Medication used to treat ingested poisonings

Activated charcoal, also known as activated carbon, is a medication used to treat poisonings that occurred by mouth. To be effective it must be used within a short time of the poisoning occurring, typically an hour. It does not work for poisonings by cyanide, corrosive agents, iron, lithium, alcohols, or malathion. It may be taken by mouth or given by a nasogastric tube. Other uses include inside hemoperfusion machines.

Common side effects include vomiting, black stools, diarrhea, and constipation. A more serious side effect, pneumonitis, may result if aspirated into the lungs. Gastrointestinal obstruction and ileus are less common but serious adverse effects. Use in pregnancy and breastfeeding is generally safe. Activated charcoal works by adsorbing the toxin.

While charcoal has been used since ancient times for poisonings, activated charcoal has been used since the 1900s. It is on the World Health Organization's List of Essential Medicines.

==Medical uses==
===Poison ingestion===
Activated charcoal is used to treat many types of oral poisonings such as phenobarbital and carbamazepine. It is not effective for a number of poisonings including: strong acids or bases, iron, lithium, arsenic, methanol, ethanol or ethylene glycol.

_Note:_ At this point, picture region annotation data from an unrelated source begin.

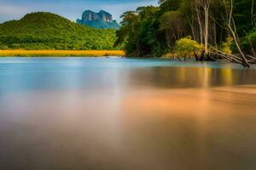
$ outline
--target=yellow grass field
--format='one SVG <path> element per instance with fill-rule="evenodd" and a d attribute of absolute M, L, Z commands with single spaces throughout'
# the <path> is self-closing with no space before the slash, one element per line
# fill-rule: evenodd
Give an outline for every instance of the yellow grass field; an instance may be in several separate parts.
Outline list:
<path fill-rule="evenodd" d="M 0 57 L 102 57 L 125 54 L 122 50 L 0 50 Z"/>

Although activated charcoal is the most commonly used agent for GI decontamination in poisoned patients, medical professionals use discretion when determining whether or not its use is indicated. In a study of acute poisonings from agricultural pesticides and yellow oleander seeds, the administration of activated carbon did not affect survival rates.

===Gastrointestinal tract-related issues===
Charcoal biscuits were sold in England starting in the early 19th century, originally as remedy to flatulence and stomach trouble.

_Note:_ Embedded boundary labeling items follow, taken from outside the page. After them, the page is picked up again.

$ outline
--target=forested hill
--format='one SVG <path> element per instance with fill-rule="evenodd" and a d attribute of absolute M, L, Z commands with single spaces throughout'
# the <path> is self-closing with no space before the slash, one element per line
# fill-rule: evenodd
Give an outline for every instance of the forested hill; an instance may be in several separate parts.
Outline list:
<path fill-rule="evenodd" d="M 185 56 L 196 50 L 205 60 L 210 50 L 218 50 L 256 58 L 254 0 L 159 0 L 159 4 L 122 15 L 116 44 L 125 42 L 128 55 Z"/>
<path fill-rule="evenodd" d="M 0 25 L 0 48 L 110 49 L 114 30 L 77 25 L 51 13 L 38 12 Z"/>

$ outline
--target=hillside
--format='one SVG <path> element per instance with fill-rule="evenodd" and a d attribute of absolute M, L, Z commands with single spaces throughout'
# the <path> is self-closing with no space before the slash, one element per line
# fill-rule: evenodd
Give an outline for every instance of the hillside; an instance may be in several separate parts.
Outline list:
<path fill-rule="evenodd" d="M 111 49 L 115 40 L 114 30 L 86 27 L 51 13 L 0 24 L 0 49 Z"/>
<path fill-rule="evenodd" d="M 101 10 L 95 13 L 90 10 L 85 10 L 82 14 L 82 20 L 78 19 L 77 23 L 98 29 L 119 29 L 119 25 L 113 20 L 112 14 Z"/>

Tablets or capsules of activated carbon are used in many countries as an over-the-counter drug to treat diarrhea, indigestion, and flatulence. There is some evidence of its effectiveness to prevent diarrhea in cancer patients who have received irinotecan. It can interfere with the absorption of some medications, and lead to unreliable readings in medical tests such as the guaiac card test. Activated carbon is also used for bowel preparation by reducing intestinal gas content before abdominal radiography to visualize bile and pancreatic and renal stones. A type of charcoal biscuit has also been marketed as a pet care product.

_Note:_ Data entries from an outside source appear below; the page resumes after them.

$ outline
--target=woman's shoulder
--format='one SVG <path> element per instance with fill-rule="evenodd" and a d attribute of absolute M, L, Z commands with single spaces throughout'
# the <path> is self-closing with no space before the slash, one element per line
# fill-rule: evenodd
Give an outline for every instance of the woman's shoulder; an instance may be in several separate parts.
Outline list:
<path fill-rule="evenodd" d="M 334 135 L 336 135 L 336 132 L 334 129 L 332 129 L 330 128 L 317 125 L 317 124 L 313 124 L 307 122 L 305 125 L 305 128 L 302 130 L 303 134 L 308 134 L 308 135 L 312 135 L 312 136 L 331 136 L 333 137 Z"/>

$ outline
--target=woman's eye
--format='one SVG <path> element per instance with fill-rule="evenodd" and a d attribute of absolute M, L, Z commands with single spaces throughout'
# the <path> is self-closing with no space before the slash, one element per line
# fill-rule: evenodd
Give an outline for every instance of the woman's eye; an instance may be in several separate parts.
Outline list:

=== Dentistry - Removal of amalgam fillings ===
Dentists who remove amalgam fillings using the Safe Mercury Amalgam Removal Technique (SMART) technique give the patient "a slurry of charcoal, chlorella, or similar adsorbent to rinse and swallow before the procedure (unless the patient declines or there are other contraindications making this clinically inappropriate)".

===Other===
Claims that activated charcoal will do things such as whiten teeth, cure alcohol-induced hangovers, and prevent bloating, are not supported by evidence. Activated charcoal cleanses also lack evidence and are considered pseudoscience.

==Side effects==
Incorrect application (e.g. into the lungs) results in pulmonary aspiration which can sometimes be fatal if immediate medical treatment is not initiated. The use of activated carbon is contraindicated when the ingested substance is an acid, an alkali, or a petroleum product.

==Mechanism of action==
Activated charcoal is biologically inert. When in the presence of some poisons, activated charcoal adsorbs the chemical onto its surface, rendering it unable to interact with the body. This is possible due to its high surface area compared to its volume.

==History==
The use of charcoal as a medicinal product can be traced back to Egypt in 1500 BC, where it was used to neutralise bad odours from wounds. By 400 BC, the Phoenicians used charcoal to improve the taste of water stored on ships by containing the water in charred barrels, indicating that an understanding of charcoal's ability to adsorb undesirable chemicals was present by this time. Activated charcoal in its current form was developed during the 18th century, first being used during the sugar refining process to remove coloured impurities from raw sugar. Medical use of activated charcoal commenced in the early 19th century; an often-cited experiment demonstrating its properties was carried out in 1835, where a dosage of strychnine mixed with activated charcoal resulted in no symptoms of poisoning being observed.